The flight we had planned on taking was supposed to bring us to New York but we traded them for tickets to Mexico. The last postcard Godric had sent was of a place called "Isla Mujeres" It was a tiny island off the coast of the Yucatán Peninsula. It blended the beauty of the Caribbean with the soul of Mexico. My mother had said he was asshole for sending it knowing we were in the dead of winter. Every time he had sent a post card I would find out and learn as much as I could about the country. I wanted to travel and have adventures like him. Being on an adventure right now told me just how naive I was.

Our flight didn't leave until the next day so we went to the hospital for vaccinations. I did mine in front of Al so he wouldn't be afraid but when his turn came he refused. He didn't let anyone outside of Pam and I touch him.

"It's okay" Pam said. He was becoming very hysterical very quickly. He was rocking with his hands over his ears and shaking his head; begging us not to let the nurse touch him. We ended up bribing the nurse to let Pam inject him. It was pretty much the same thing.

The flight to Mexico was long after which we had to take a boat to the Island. I watched my siblings sleep but sleep did not come easy to me. It hasn't for a long time. Usually it was because I lay waiting for Ocella to come for me but that night I had Astrid's words ringing in my ears. My mind was tormenting me. I should have waited. A few more days and Godric would have come and we would have never known the sadist. Al would not be as scarred as he was and Pam would not be as cold and I would be so broken and empty. I did all of this to us for nothing.

On the island Al seemed happy. He would spend hours by the beach building intricate sand castles. He also bought a sombrero that had to be five sizes too big for his tiny head and wore it every day. I think it made him feel safer from the rest of the world. It was the most idiotic looking thing I had ever seen.

"We have to move on" Pam told me one night. I didn't want to admit what I already knew but we have been on this island for almost two months. Godric was gone and Astrid couldn't get him the message or he no means to get to us-a prospect I hadn't thought of.
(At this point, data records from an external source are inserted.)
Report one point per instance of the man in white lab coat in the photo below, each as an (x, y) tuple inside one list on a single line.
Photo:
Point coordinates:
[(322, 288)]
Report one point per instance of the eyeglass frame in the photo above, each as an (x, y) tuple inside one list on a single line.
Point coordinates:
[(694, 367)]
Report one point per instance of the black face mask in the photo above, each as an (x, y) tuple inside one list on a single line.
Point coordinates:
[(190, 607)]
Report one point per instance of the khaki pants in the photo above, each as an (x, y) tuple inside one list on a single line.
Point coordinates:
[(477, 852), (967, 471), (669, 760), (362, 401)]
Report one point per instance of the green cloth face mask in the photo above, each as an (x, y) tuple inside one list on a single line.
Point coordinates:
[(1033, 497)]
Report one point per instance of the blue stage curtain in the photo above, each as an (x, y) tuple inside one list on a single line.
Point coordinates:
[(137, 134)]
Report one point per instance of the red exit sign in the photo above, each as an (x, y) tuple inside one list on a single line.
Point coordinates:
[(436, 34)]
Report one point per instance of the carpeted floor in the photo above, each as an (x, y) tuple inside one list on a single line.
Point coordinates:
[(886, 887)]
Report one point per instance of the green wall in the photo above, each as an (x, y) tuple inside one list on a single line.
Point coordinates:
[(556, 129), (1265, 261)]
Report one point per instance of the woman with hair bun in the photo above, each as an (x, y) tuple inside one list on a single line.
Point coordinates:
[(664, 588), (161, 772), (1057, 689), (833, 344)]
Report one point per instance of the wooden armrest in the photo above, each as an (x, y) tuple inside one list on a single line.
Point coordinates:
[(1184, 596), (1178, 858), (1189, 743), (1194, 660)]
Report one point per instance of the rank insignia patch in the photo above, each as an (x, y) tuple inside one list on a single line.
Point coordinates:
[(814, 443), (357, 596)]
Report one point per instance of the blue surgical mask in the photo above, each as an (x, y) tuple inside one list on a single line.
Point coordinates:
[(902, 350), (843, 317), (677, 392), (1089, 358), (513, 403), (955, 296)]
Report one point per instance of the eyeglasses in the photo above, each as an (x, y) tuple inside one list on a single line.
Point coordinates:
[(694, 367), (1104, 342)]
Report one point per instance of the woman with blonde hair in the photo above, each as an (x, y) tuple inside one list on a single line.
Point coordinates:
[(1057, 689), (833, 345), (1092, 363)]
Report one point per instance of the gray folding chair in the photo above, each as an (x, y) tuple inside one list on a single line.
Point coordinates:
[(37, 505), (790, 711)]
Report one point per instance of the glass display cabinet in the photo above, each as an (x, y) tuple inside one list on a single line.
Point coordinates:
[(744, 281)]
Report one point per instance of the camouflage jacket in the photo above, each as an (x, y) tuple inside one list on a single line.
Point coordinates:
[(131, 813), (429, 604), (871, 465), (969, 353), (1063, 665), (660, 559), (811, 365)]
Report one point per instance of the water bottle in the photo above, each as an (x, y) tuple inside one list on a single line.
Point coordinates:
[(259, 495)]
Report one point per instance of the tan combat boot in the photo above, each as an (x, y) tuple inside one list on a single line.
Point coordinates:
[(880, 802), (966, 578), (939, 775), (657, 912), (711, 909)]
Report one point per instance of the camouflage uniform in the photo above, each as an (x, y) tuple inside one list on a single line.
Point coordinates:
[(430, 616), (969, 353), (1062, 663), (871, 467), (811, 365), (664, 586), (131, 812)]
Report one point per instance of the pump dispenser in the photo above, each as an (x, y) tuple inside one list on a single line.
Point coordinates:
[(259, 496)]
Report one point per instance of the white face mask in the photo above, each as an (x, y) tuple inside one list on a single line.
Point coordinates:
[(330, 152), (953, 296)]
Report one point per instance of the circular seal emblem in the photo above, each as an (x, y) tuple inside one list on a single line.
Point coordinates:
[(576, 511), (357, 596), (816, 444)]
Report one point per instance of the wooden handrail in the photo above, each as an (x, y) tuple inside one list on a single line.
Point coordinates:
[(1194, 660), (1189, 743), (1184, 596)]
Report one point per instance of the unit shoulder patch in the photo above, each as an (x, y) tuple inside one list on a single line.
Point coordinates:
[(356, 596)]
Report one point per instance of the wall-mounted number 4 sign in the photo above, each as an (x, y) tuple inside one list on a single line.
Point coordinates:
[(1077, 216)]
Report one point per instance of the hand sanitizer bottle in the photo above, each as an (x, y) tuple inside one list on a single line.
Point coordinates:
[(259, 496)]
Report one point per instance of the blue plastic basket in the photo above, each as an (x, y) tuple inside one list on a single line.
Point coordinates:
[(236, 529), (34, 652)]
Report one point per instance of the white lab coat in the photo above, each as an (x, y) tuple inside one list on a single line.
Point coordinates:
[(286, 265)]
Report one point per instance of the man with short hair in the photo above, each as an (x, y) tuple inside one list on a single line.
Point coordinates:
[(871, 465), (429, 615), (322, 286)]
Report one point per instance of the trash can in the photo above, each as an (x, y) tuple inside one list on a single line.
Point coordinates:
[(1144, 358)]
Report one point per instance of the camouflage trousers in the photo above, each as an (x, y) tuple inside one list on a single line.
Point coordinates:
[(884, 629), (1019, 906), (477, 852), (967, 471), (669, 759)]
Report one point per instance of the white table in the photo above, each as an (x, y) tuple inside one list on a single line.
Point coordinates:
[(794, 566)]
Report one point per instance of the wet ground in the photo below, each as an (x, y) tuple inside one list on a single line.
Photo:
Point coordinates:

Pam was right. It was dangerous to stay here like this. In a place so small if someone was looking for us we would be easily found. It was time to move on. All I had was hope; wild and reckless but it was all I had to cling to. Before we checked out our little villa I left a note at the main lobby for Godric. It was just as vague as the last one. Only he would be able to make sense of it. It would just seem like a heartfelt note. In fact I was just repeating his words from postcards and the destination was the exact image that had been on the post card. I hoped to God he had a good memory.